The only other raw converter that completely understands and can apply all LR
adjustment parameters correctly is the Adobe Camera Raw plug-in used by
Photoshop.
You know, I’ve been telling people since 2006, “The only way to future-proof
your work with a parametric image processing tool like Lightroom ... or any
other that works a similar way ... is to export a full resolution,
16bit-per-channel TIFF file of all your editing work every time you *complete*
a rendering. This kind of image processing tool is inherently an interpreter
and interpretation of the image and your parametric adjustments can change from
version to version regardless of moving to a different image processing
solution.” Few people listened to me, but every photograph I completed a
rendering of I exported to a finished work archive as a full resolution TIFF
file. All other work I consider as “work in progress” and if I change image
processing solutions, I’ll just start over on them.

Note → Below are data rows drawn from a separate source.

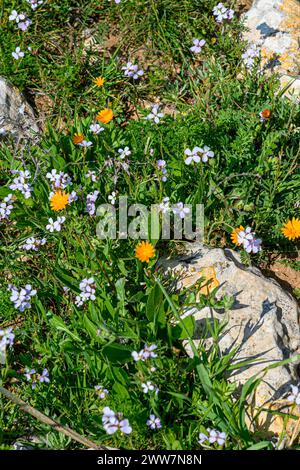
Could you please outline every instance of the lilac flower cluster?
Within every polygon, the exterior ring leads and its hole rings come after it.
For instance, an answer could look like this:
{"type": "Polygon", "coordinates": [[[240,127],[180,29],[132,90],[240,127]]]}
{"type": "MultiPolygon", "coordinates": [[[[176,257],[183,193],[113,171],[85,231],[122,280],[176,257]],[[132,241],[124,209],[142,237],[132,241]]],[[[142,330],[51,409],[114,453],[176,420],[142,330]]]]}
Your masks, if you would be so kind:
{"type": "Polygon", "coordinates": [[[76,296],[75,300],[77,307],[81,307],[87,300],[96,299],[95,279],[93,277],[83,279],[79,284],[79,289],[81,292],[76,296]]]}
{"type": "Polygon", "coordinates": [[[103,408],[102,423],[107,434],[114,434],[118,430],[124,434],[132,432],[132,427],[128,419],[124,419],[123,413],[115,413],[108,406],[103,408]]]}
{"type": "Polygon", "coordinates": [[[149,419],[147,420],[147,426],[149,426],[150,429],[160,429],[160,418],[155,415],[150,415],[149,419]]]}
{"type": "Polygon", "coordinates": [[[199,434],[199,444],[204,444],[207,442],[208,444],[214,444],[217,442],[220,446],[223,446],[226,441],[226,432],[220,432],[216,429],[207,428],[207,435],[200,432],[199,434]]]}
{"type": "Polygon", "coordinates": [[[51,173],[46,174],[46,178],[52,183],[53,190],[65,189],[72,184],[72,178],[63,171],[58,173],[57,170],[51,170],[51,173]]]}
{"type": "Polygon", "coordinates": [[[94,389],[96,390],[96,394],[101,400],[104,400],[106,396],[109,394],[107,388],[104,388],[102,385],[95,385],[94,389]]]}
{"type": "Polygon", "coordinates": [[[184,153],[187,155],[184,160],[186,165],[190,165],[192,162],[199,163],[201,160],[203,163],[206,163],[209,158],[213,158],[215,156],[214,152],[207,145],[203,148],[194,147],[193,150],[186,149],[184,153]]]}
{"type": "Polygon", "coordinates": [[[26,284],[20,290],[17,287],[9,284],[8,289],[11,292],[10,300],[14,303],[14,307],[20,312],[24,312],[25,309],[31,307],[31,297],[36,295],[36,290],[32,288],[30,284],[26,284]]]}
{"type": "Polygon", "coordinates": [[[193,46],[190,48],[190,51],[194,52],[195,54],[199,54],[205,44],[205,39],[193,39],[193,46]]]}
{"type": "Polygon", "coordinates": [[[157,385],[154,385],[150,380],[148,380],[145,383],[142,383],[142,390],[143,390],[144,393],[155,391],[156,395],[159,392],[157,385]]]}
{"type": "Polygon", "coordinates": [[[22,31],[27,31],[32,21],[27,18],[26,13],[18,13],[16,10],[13,10],[8,17],[9,21],[15,21],[18,25],[18,28],[22,31]]]}
{"type": "Polygon", "coordinates": [[[52,217],[48,219],[49,224],[46,225],[46,229],[49,230],[49,232],[60,232],[61,231],[61,226],[62,224],[66,221],[66,218],[64,216],[62,217],[57,217],[56,220],[53,220],[52,217]]]}
{"type": "Polygon", "coordinates": [[[99,191],[94,191],[90,193],[86,197],[86,210],[89,215],[94,215],[96,212],[96,205],[95,202],[97,201],[99,195],[99,191]]]}
{"type": "Polygon", "coordinates": [[[148,114],[148,116],[146,116],[146,119],[148,119],[149,121],[155,122],[155,124],[158,124],[159,120],[162,117],[164,117],[164,113],[159,113],[158,110],[159,110],[158,104],[155,104],[154,106],[152,106],[151,113],[148,114]]]}
{"type": "Polygon", "coordinates": [[[29,199],[32,191],[32,186],[28,183],[28,180],[31,177],[30,172],[28,170],[11,170],[11,173],[13,175],[17,174],[18,176],[13,179],[9,188],[13,191],[20,191],[24,195],[25,199],[29,199]]]}
{"type": "Polygon", "coordinates": [[[148,346],[147,344],[145,344],[144,348],[141,349],[140,352],[137,352],[137,351],[133,351],[131,353],[133,359],[137,362],[137,361],[146,361],[147,359],[152,359],[152,358],[155,358],[157,357],[157,354],[154,352],[155,349],[157,349],[157,345],[156,344],[151,344],[150,346],[148,346]]]}
{"type": "Polygon", "coordinates": [[[166,214],[170,210],[170,198],[164,197],[162,202],[159,204],[159,210],[163,214],[166,214]]]}
{"type": "Polygon", "coordinates": [[[247,253],[258,253],[261,251],[261,240],[254,237],[255,233],[251,233],[251,227],[241,230],[237,234],[239,245],[243,245],[247,253]]]}
{"type": "Polygon", "coordinates": [[[213,8],[212,13],[217,23],[222,23],[223,20],[231,20],[234,16],[234,11],[231,8],[226,8],[221,2],[213,8]]]}
{"type": "Polygon", "coordinates": [[[190,213],[190,209],[185,207],[183,202],[177,202],[172,206],[173,214],[179,215],[181,219],[184,219],[187,214],[190,213]]]}
{"type": "Polygon", "coordinates": [[[84,176],[85,178],[89,178],[93,183],[96,183],[99,179],[94,170],[89,170],[84,176]]]}
{"type": "Polygon", "coordinates": [[[104,127],[101,127],[100,124],[91,124],[90,125],[90,131],[93,132],[93,134],[100,134],[100,132],[104,131],[104,127]]]}
{"type": "Polygon", "coordinates": [[[296,405],[300,406],[300,390],[299,390],[299,385],[296,387],[296,385],[291,385],[292,393],[287,397],[287,399],[292,402],[296,403],[296,405]]]}
{"type": "Polygon", "coordinates": [[[167,162],[165,160],[157,160],[156,162],[159,171],[161,172],[161,180],[165,183],[168,179],[168,170],[166,168],[167,162]]]}
{"type": "Polygon", "coordinates": [[[46,241],[46,238],[38,240],[37,238],[30,237],[27,238],[26,242],[21,246],[21,248],[26,251],[38,251],[42,245],[45,245],[46,241]]]}
{"type": "Polygon", "coordinates": [[[12,204],[12,198],[13,195],[9,194],[3,199],[3,202],[0,203],[0,220],[7,219],[12,209],[14,208],[12,204]]]}
{"type": "Polygon", "coordinates": [[[15,335],[12,333],[12,327],[0,330],[0,364],[5,363],[5,352],[7,346],[12,348],[15,335]]]}
{"type": "Polygon", "coordinates": [[[11,55],[13,56],[14,59],[19,60],[19,59],[22,59],[22,57],[24,57],[25,52],[21,51],[20,47],[16,47],[15,51],[12,52],[11,55]]]}
{"type": "Polygon", "coordinates": [[[44,369],[41,374],[37,374],[35,369],[29,369],[28,367],[25,368],[25,377],[28,382],[32,381],[32,389],[35,389],[37,383],[49,383],[49,372],[48,369],[44,369]]]}
{"type": "Polygon", "coordinates": [[[244,60],[244,64],[248,69],[253,67],[255,59],[259,57],[259,54],[260,47],[258,47],[256,44],[250,44],[244,54],[242,54],[242,59],[244,60]]]}
{"type": "Polygon", "coordinates": [[[142,75],[144,75],[144,70],[139,69],[138,65],[132,64],[131,62],[127,62],[125,67],[122,67],[122,70],[124,70],[125,77],[130,77],[130,78],[133,78],[134,80],[137,80],[142,75]]]}
{"type": "Polygon", "coordinates": [[[131,155],[131,151],[129,147],[124,147],[123,149],[119,149],[118,153],[119,153],[119,158],[121,158],[121,160],[124,160],[124,158],[129,157],[129,155],[131,155]]]}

The standards-based IPTC data that Lightroom embeds in the files (if you save
metadata to the files) will transfer to nearly any correctly IPTC compliant
app, it’s the rendering adjustments that will go away. I can afford to lose the
adjustments on rendering work that I consider finished.
That said, I’ll likely just suck it up and buy one of the subscription based LR
programs, if and when I actually need to upgrade for compatibility reasons. It
works for me and is cheaper than the perpetual license version anyway.
G
—
No matter where you go, there you are.
On Oct 19, 2017, at 9:49 AM, Frank Filippone <red735i@xxxxxxxxxxx> wrote:
I would prefer to have something that does not alter the original files, but
using the side car approach..... it preserves the image for future image
manipulation, from scratch.
I have never heard of a program that will accept LR modified RAW files and
completely integrate them into a different program... Anyone?